Last year, much to my surprise (and no doubt the equal horror of many others), I was elected to the Council of the Association of Costs Lawyers.

The experience has been a fascinating and informative one, in no small part due to the fact that during this period the Council has been going through a fundamental change. Previously the ACL was a regulatory body. Now that task has been mainly transferred to the Costs Lawyer Standards Board with the ACL Council’s role now principally being that of a representative body.

These changes raise a number of interesting issues but do mean that the role of the Council is no longer the same as the Council to which I was elected. Further, as those who followed the previous election process will remember, I stood on rather a specific manifesto of reform. Having found myself elected in a minority of one on certain of those issues, it was inevitable the Council would continue in the same direction as before.

Having now served on the Council for a year I have therefore decided to stand down.

Whatever differences of opinion I may have had over certain decisions made over the past year, it has been a pleasure to work with the rest of the Council. I managed to escape very lightly, but the extraordinary amount of time and commitment that many of the other Council members have put in over the past year to ensure the smooth running of the Association and fulfil the requirements of the Legal Services Act is something of which most members will have absolutely had no idea.

In light of the new role of the ACL Council, a consultation document has been sent to ACL members proposing some very sensible changes to the structure of the Council.

Whatever, the future look of the Council, I wish it all the best for the future.

New costs QCs

Congratulations to Andrew Post and Alexander Hutton on their appointment as Queen’s Counsel.

It appears that eligibility for QC status is limited to practising barristers or practising solicitors who hold higher court rights of audience.

No scope for Costs Lawyers to apply.

Something for the Costs Lawyer Standards Board to look into?

Death by a thousand cuts

Some people are “glass half full” types.  Some people are “glass half empty” types. Some people are “who nicked my bloody glass” types.  

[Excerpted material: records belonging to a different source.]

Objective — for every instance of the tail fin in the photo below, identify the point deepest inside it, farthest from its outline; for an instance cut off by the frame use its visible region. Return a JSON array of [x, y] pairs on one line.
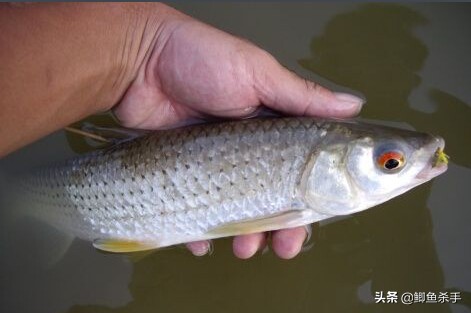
[[21, 229]]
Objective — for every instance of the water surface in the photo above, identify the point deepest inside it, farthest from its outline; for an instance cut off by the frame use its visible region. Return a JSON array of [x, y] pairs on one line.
[[412, 64]]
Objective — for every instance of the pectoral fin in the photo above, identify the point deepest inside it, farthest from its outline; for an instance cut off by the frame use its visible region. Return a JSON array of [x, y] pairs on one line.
[[286, 219], [123, 246]]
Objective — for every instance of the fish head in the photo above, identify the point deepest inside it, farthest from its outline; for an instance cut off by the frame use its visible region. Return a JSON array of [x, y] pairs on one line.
[[351, 173]]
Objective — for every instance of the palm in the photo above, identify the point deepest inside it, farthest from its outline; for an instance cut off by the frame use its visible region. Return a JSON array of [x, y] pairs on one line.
[[198, 70]]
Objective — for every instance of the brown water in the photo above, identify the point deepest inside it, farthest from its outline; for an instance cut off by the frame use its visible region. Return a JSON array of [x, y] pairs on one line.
[[412, 64]]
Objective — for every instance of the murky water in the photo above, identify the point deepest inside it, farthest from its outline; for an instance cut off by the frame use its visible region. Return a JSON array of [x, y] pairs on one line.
[[412, 64]]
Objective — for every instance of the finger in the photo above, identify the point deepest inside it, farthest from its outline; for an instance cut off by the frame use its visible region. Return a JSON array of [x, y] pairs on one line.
[[199, 248], [245, 246], [287, 243], [281, 89]]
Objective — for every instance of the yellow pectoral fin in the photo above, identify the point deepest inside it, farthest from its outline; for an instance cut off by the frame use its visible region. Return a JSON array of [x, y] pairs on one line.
[[122, 246], [286, 219]]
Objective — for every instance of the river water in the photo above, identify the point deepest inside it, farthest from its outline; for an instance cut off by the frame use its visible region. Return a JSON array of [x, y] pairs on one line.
[[411, 62]]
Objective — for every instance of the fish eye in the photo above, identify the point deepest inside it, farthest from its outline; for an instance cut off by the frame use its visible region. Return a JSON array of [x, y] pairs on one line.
[[391, 161]]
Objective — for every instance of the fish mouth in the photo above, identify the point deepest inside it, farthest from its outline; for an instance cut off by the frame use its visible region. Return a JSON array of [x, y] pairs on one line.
[[438, 162]]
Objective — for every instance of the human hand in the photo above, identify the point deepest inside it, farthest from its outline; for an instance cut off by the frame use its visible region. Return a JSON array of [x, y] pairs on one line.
[[195, 70]]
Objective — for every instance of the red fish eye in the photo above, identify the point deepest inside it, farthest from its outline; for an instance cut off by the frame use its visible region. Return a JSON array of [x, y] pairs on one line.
[[391, 160]]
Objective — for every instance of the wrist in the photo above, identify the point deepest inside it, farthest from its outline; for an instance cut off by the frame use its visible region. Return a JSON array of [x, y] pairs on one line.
[[145, 29]]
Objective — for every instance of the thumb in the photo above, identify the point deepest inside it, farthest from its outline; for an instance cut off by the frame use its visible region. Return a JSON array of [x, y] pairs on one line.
[[283, 90]]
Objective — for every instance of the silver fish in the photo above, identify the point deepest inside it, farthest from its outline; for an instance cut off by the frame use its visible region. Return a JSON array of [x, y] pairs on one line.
[[230, 178]]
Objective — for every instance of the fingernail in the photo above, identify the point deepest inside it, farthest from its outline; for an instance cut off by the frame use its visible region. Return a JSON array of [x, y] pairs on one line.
[[349, 98]]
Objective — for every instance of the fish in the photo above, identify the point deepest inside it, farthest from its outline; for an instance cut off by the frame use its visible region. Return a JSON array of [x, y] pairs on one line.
[[230, 178]]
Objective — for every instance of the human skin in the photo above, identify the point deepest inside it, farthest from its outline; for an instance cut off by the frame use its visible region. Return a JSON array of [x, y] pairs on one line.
[[155, 68]]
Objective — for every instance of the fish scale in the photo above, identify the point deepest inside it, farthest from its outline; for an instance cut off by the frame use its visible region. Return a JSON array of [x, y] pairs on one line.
[[182, 185], [182, 181]]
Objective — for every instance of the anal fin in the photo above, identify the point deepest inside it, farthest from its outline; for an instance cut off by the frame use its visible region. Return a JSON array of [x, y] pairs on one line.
[[123, 246], [286, 219]]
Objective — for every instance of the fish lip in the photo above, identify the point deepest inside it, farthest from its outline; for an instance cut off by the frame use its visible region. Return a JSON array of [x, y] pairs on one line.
[[430, 170]]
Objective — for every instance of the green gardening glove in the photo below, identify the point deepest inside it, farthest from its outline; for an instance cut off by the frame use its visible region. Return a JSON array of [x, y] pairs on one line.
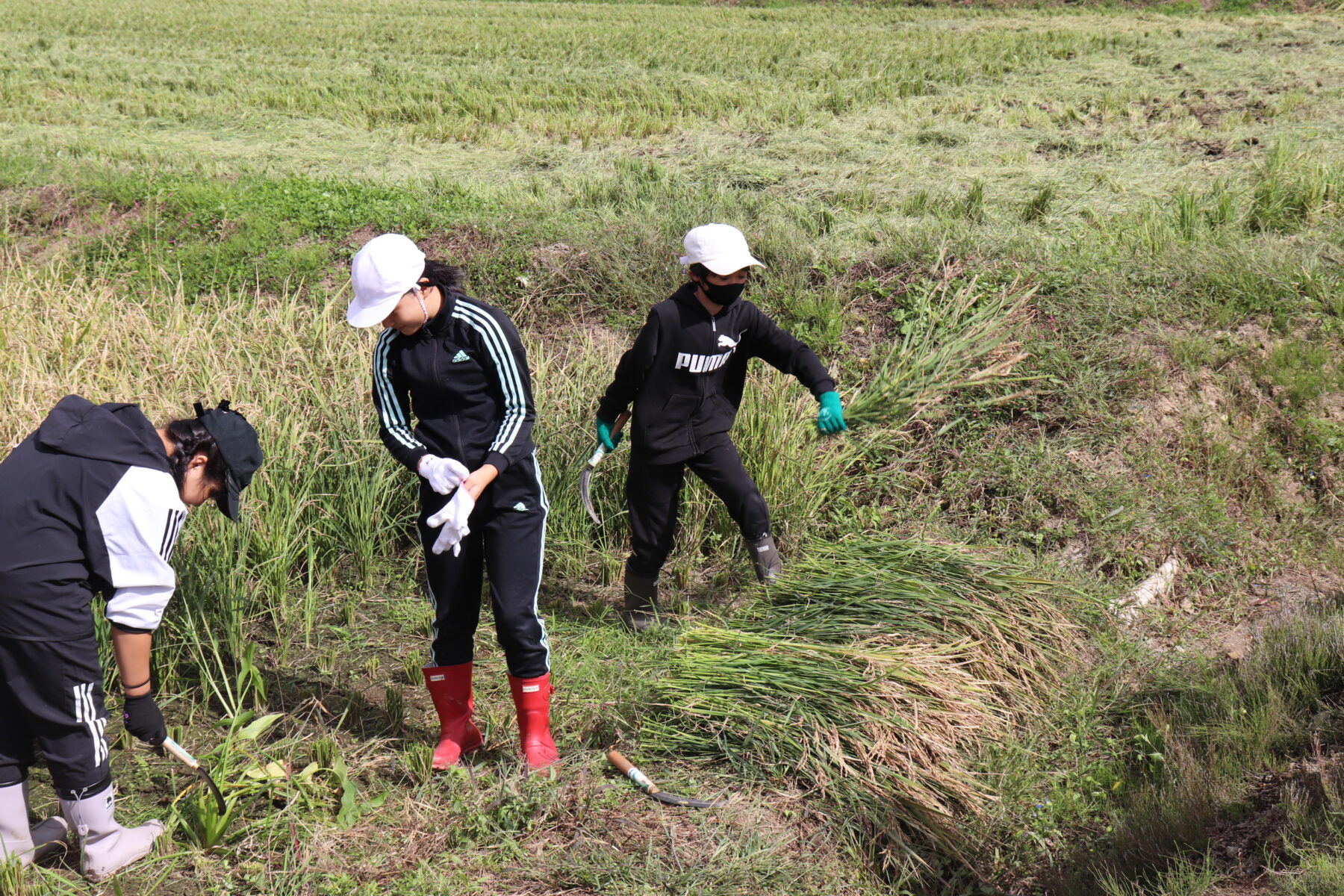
[[604, 435], [831, 417]]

Forget for the moment the other Jackson proposals and what impact they may have and just look at two forthcoming changes to the Costs Practice Direction:

• An end to lengthy points of dispute
• An almost complete end to replies

Then add in Jackson’s green light to rolling out provisional assessments across the country, effectively ending detailed assessment hearings for bills under £25,000.

This is before we even start to get to the heart of the Jackson reforms.

Death by a thousand cuts for many working in legal costs?